Сейчас же девушка сидела на широком холодном подоконнике в своих покоях, в который раз проводя большим деревянным гребнем по своим темно-русым длинным волосам, волнами ложащимся на красивые плечи. Плавная печальная мелодия заполнила комнату, и даже птицы, затаившиеся в пышной зелени раскидистых веток, спускающихся к окну девичьих покоев, умолкли, внимая песне Гваэнор. В ее сознании носилось множество мыслей и картин, хаотично сменяющих друг друга: ее неблагодарность и невежество по отношению к дяде, поднятый перед лихолесским араненом подол, длина волос, бокал вина на завтраке и грядущая примерка платья у швеи… Ее молодость не давала ей мыслить достаточно ясно и рационально, хотя в большинстве своем поступки эльфийки были продуманными. И это было следствием скорее ее врожденной предусмотрительности, чем наработанной вследствие жизненных ошибок привычкой. Иными словами, в крови Гваэнор плескались весна и вера в неизбежность счастливого будущего. Все представлялось ей захватывающим и познавательным. Все, начиная от безобидных прогулок у водопадов и заканчивая войной, о которой все говорили. Эльфийке казалось, что война — это лишь время показать свое умение владеть оружием. Она не видела смерти, и это слово не вызывало онемения ее души и дрожи пальцев, не вынимало из ее памяти самые больные, рвущие душу воспоминания, просто потому, что их не было. Она была юна, и этим было все сказано.
Днем Гваэнор вышла из своих покоев, тихо притворив за собой резную дубовую дверь, и неслышно спустилась по каменной лестнице в сад. Он был так ярко освещен солнцем, что девушка, привыкшая к тенистому пространству своей комнаты, зажмурилась, отвернув голову от сада.
— Нынешнее утро я запомню навсегда, — послышался мелодичный мужской голос, — и Вы будете его олицетворением…
Леголас приятно улыбался, глядя на эльфийку, жмурившую глаза. Она стояла боком к аранену на широкой ступеньке в форме полукруга, с которой на мрамор террасы свисал подол ее белого платья. И, кажется, лихолесец вновь застал девушку врасплох.
— Вы любите подкрадываться незаметно, аранен? — еле заметно улыбнулась Гваэнор. — И что именно во мне будет олицетворять сегодняшнее утро: поднятый подол или испуганный взгляд?
Ее глаза постепенно привыкли к яркости дня, и она смогла с веселым вызовом взглянуть на принца. Он стоял перед ней, держа руки за спиной и хитро улыбаясь:
— И то, и другое, я полагаю. И еще растрепанные косы.
Эльфийка громко и звонко засмеялась, заправляя прядь блестящих на солнце волос за острое ухо. На самом деле ее удивило то, что такая важная в эльфийском мире особа обратила на нее свое драгоценное внимание.

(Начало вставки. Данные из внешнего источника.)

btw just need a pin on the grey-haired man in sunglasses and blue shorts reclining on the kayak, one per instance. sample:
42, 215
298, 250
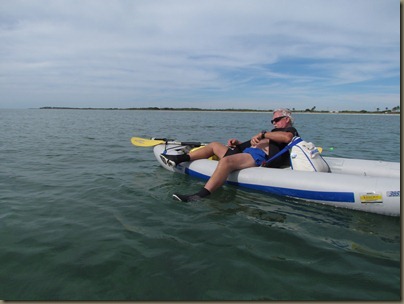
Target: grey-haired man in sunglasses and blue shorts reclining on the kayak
237, 155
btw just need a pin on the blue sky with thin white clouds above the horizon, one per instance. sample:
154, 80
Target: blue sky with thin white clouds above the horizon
215, 54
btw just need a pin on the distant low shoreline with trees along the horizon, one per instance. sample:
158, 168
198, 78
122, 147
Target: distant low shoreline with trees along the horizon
222, 110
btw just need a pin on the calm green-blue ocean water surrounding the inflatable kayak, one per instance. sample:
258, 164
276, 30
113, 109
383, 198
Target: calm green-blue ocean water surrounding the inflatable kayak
87, 216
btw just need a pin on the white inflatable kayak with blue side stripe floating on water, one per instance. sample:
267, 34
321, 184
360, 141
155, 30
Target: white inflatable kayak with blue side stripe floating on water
365, 185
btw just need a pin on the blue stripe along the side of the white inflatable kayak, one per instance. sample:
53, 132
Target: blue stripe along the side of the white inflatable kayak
342, 197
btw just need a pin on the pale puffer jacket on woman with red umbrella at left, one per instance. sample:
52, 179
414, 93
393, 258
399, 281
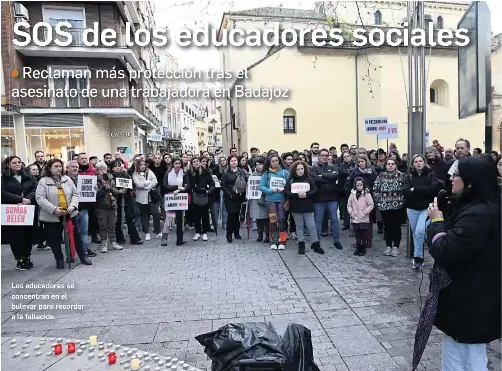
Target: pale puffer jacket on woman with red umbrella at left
47, 198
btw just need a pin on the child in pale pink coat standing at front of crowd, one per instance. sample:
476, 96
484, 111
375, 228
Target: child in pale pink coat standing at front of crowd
359, 206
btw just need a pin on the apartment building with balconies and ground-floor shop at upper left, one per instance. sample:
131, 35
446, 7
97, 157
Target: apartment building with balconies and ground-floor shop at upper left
64, 126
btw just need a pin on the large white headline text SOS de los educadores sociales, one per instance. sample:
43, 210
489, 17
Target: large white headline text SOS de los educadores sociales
208, 36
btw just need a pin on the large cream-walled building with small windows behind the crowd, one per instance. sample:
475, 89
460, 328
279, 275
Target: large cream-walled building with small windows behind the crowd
333, 89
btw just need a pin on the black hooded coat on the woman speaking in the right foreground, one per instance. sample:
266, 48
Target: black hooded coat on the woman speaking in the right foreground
469, 309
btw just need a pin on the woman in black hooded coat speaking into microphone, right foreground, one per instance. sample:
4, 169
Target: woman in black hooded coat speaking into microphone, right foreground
466, 248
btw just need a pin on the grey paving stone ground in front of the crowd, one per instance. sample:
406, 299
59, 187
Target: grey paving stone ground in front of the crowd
362, 311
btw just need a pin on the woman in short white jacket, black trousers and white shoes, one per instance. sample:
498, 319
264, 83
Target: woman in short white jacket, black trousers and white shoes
144, 181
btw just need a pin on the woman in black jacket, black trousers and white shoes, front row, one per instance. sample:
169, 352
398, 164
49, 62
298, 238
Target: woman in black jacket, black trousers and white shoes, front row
200, 186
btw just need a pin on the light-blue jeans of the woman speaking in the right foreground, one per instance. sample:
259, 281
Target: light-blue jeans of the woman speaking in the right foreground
463, 357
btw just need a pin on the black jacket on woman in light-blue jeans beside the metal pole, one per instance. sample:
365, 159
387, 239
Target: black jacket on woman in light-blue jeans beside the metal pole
425, 188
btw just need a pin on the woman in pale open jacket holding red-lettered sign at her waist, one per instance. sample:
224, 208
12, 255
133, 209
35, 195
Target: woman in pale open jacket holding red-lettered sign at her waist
174, 183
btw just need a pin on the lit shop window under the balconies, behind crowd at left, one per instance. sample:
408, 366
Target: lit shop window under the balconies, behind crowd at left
60, 143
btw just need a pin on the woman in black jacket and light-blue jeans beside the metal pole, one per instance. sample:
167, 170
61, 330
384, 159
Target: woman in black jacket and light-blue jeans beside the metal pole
420, 187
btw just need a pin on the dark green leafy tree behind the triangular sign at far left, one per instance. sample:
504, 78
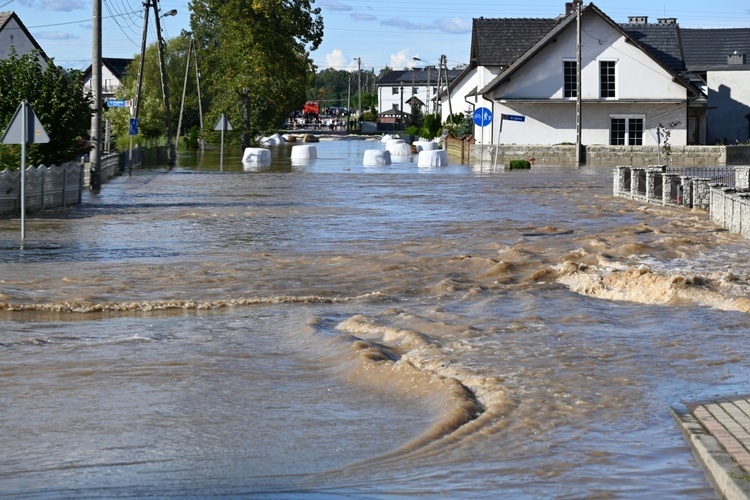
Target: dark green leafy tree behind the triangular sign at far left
57, 99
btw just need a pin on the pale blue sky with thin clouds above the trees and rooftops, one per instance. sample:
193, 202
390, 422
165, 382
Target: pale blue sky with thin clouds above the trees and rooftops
379, 33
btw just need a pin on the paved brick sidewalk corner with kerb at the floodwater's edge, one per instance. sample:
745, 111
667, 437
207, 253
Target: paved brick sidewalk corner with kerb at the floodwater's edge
719, 433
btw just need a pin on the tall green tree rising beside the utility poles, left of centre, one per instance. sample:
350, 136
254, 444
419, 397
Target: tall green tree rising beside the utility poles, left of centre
260, 64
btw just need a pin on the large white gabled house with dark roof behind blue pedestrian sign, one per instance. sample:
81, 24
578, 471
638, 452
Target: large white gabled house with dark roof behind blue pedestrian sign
633, 81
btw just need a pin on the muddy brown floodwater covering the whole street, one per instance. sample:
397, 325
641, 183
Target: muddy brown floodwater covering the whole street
325, 329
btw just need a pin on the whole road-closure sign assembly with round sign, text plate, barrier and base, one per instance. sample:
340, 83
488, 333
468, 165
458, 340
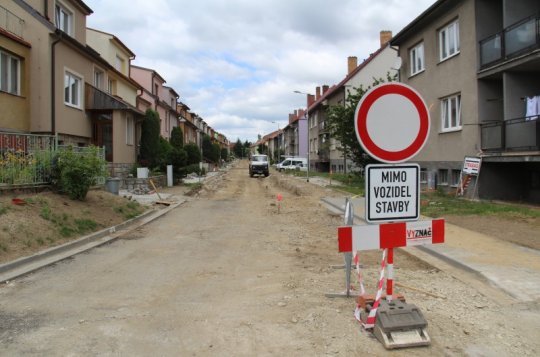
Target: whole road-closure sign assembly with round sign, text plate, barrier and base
392, 125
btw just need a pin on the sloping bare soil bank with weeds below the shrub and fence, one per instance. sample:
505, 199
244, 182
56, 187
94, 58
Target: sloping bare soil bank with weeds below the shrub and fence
30, 222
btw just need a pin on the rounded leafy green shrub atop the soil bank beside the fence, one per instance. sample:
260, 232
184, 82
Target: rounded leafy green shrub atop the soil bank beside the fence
76, 172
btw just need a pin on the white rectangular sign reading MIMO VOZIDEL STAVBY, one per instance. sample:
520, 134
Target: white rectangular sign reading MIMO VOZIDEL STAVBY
392, 193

— А Вы всегда так наблюдательны? Или только когда в лесу девушек находите?
— Особенно когда нахожу в лесу чудесных девушек…

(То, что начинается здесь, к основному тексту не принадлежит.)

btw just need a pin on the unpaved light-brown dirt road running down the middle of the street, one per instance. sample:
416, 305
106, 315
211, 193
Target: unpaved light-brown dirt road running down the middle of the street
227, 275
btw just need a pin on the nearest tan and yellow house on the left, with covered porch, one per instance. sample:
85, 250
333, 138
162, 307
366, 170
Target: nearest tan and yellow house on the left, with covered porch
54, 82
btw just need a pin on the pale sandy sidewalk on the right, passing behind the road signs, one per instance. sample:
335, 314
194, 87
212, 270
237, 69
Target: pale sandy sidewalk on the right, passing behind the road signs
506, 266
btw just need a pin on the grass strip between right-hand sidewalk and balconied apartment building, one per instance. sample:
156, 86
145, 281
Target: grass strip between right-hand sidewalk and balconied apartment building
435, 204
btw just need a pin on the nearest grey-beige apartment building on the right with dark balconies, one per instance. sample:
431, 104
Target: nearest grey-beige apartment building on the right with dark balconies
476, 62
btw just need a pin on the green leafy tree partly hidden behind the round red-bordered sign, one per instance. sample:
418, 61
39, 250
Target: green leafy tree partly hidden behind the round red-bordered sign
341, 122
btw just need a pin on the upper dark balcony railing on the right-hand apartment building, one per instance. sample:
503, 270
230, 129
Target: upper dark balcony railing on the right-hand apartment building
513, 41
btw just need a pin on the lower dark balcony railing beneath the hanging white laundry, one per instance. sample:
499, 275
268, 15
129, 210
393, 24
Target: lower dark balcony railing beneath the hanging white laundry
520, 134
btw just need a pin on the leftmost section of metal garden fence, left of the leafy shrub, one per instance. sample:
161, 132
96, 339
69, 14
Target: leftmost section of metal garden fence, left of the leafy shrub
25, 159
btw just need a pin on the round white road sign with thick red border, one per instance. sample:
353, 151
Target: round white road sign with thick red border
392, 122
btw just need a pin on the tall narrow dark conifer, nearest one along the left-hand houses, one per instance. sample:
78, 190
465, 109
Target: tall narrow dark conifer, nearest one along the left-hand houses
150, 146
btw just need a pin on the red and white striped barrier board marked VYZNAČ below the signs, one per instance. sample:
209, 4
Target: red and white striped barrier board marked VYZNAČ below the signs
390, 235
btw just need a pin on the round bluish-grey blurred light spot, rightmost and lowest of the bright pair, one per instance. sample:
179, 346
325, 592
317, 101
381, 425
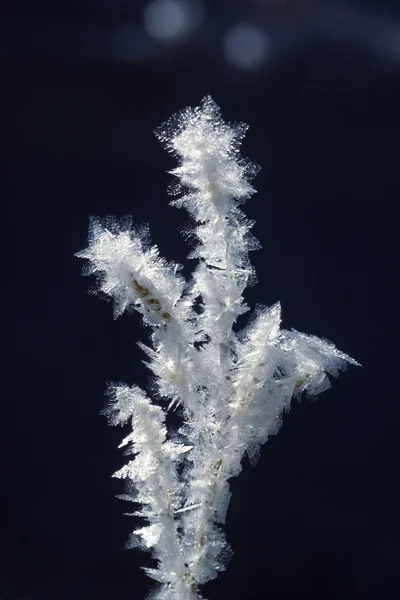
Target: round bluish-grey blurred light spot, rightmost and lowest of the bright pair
246, 46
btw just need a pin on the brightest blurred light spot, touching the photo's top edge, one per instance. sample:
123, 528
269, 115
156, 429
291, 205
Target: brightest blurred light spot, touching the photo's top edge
172, 20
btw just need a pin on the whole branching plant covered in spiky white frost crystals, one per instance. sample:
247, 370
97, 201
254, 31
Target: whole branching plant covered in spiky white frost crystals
231, 387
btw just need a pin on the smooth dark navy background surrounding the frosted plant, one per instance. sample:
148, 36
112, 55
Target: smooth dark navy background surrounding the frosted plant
318, 517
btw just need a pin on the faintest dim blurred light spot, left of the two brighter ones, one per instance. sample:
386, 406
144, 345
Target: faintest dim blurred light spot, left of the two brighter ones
130, 43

Гваэнор нахмурилась и начала теребить пальцами краешек широкого рукава. Слова аранена смутили ее: никто еще не называл девушку «чудесной». Никто из незнакомых, а тем более из незнакомых мужчин. Легкий румянец покрыл щеки эльфийки.

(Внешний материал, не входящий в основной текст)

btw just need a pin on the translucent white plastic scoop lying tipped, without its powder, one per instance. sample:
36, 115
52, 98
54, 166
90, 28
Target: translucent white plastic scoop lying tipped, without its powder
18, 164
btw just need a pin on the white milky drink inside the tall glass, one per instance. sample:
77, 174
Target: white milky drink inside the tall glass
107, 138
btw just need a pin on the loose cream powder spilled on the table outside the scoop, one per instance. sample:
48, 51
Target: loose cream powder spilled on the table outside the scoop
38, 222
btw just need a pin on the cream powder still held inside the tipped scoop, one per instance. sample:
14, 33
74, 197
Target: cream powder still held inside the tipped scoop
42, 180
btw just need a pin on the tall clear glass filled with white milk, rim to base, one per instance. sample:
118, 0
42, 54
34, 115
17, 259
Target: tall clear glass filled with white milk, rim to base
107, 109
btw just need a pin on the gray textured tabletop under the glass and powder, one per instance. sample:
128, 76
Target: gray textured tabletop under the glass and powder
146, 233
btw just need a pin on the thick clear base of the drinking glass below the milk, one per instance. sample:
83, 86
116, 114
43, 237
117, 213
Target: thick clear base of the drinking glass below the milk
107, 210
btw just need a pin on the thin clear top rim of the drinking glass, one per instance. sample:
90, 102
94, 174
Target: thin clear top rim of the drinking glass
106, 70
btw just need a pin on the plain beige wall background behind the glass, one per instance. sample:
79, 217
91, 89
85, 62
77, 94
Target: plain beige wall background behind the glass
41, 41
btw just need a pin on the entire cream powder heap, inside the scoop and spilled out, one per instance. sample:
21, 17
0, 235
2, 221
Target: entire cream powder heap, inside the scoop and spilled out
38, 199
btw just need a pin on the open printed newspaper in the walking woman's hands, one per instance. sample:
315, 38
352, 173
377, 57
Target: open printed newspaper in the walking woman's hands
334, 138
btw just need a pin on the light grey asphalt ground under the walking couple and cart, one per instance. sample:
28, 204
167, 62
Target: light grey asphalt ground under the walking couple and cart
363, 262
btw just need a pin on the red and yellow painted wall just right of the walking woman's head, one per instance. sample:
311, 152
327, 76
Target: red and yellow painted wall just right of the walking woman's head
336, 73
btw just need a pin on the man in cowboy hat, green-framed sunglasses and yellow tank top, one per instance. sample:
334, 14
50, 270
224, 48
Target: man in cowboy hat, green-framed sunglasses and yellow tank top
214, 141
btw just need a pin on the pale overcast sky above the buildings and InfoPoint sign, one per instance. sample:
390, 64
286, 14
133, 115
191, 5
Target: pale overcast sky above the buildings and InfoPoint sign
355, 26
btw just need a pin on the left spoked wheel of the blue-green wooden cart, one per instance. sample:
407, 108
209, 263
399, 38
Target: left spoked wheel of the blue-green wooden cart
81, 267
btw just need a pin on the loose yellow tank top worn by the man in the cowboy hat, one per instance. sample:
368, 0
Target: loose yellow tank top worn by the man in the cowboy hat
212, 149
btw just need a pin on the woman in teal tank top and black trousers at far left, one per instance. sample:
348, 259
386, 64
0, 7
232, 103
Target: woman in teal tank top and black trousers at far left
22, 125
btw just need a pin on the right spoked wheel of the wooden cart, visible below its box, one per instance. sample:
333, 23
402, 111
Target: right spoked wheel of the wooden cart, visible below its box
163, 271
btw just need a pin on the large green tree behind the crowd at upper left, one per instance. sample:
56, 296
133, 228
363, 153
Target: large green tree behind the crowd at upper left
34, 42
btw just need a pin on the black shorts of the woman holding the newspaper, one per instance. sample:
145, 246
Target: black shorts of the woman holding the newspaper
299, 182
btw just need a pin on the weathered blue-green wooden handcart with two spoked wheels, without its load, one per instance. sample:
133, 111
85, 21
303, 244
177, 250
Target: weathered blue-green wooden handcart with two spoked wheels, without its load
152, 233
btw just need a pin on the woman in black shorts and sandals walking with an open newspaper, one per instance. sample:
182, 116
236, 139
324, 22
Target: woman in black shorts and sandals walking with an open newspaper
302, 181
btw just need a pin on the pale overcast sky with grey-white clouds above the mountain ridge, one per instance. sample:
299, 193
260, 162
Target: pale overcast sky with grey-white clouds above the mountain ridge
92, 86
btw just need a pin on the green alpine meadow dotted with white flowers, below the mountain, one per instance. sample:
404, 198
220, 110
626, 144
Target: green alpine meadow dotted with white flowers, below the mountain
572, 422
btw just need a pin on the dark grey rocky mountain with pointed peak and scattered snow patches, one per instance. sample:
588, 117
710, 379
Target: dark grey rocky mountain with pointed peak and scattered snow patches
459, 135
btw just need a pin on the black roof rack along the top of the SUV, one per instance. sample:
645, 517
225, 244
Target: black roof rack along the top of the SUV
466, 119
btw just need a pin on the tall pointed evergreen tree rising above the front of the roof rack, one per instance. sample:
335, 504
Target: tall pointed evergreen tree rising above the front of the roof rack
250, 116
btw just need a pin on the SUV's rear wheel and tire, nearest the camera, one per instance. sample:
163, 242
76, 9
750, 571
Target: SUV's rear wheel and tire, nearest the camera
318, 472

— Если это комплимент, то Вы меня смутили, аранен… — тихо проговорила девушка, глядя в глаза Леголасу и как бы показывая свои розоватые щечки, давая увидеть, что он наделал.
Принц красиво засмеялся и рукой пригласил новую знакомую прогуляться по саду.
Примечания:
*Арвен(синд.) - благородная дева;
**Гваэнор(синд.) - бегущая по ветру.